In order to solve the following limit $$\lim_{n\to\infty} n\sin2\pi n!e$$ . This question is very likely to have been asked.
I remember this question and the answer is like $2\pi$ or something .
I also do remember approximating $n!e$ but somehow i don't remember and can't figure out right now .
Remember that $\mathrm e=\sum\limits_{k=0}^n1/k!+R_n$ with $R_n=\sum\limits_{k=n+1}^{+\infty}1/k!$. Hence $n!\,\mathrm e$ equals an integer plus $n!R_n$. Now $1/(n+1)!\lt R_n\lt1/(n\,n!)$, hence $n!R_n=1/n+o(1/n)$, which is all the precision you need.
Look at the usual series for $e$. Then $n!e$ is an integer plus $$\frac{1}{n+1}+\frac{1}{(n+1)(n+2)}+\frac{1}{(n+1)(n+2)(n+3)}+\cdots.\tag{$1$}$$ The sum $(1)$ is bigger than $\frac{1}{n+1}$. It is less than $$\frac{1}{n+1}+\frac{1}{(n+1)^2}+\frac{1}{(n+1)^3}+\cdots,$$ a geometric series with sum $\frac{1}{n}$.
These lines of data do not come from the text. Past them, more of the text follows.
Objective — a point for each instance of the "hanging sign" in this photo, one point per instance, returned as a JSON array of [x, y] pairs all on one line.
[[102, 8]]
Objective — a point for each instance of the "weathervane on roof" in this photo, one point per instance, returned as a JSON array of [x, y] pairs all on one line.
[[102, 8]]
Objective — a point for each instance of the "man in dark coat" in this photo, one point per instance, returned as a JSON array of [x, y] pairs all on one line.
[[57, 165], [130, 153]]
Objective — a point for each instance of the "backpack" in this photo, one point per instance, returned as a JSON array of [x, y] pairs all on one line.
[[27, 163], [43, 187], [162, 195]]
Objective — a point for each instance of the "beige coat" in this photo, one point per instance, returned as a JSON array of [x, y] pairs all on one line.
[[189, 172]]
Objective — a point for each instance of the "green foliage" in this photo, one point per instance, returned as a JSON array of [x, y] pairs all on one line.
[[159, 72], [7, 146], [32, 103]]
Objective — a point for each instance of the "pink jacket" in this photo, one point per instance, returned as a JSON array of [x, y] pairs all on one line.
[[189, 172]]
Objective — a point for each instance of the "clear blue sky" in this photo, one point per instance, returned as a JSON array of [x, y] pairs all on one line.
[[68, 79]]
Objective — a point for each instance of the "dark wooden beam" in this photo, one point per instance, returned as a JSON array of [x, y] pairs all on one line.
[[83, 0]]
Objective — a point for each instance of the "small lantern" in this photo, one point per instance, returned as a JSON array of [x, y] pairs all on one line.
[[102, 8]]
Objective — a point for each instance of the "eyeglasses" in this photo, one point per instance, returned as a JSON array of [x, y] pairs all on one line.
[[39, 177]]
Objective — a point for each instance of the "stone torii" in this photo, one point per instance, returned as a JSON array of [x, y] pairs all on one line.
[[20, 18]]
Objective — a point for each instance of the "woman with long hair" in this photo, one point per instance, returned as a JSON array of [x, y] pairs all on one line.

$$ \begin{align} n!e &=n!\sum_{k=0}^\infty\frac1{k!}\\ &=\color{#C00}{\sum_{k=0}^n\frac{n!}{k!}}+\color{#090}{\sum_{k=n+1}^\infty\frac1{k!/n!}}\\ &\equiv\color{#090}{\frac1{n+1}+\frac{1}{(n+1)(n+2)}+\frac{1}{(n+1)(n+2)(n+3)}+\dots}\pmod{\color{#C00}{\mathbb{Z}}} \end{align} $$ where the last sum is greater than $\frac1{n+1}$ yet less than $\frac1n=\frac1{n+1}+\frac1{(n+1)^2}+\frac1{(n+1)^3}+\dots$
Thus, we have the bounds $$ \frac1{n+1}<n!e-\lfloor n!e\rfloor<\frac1n $$ Therefore, $$ n\sin\left(\frac{2\pi}{n+1}\right)<n\sin(2\pi n!e)<n\sin\left(\frac{2\pi}{n}\right) $$ and by the Squeeze Theorem, we get $$ \lim_{n\to\infty}n\sin(2\pi n!e)=2\pi $$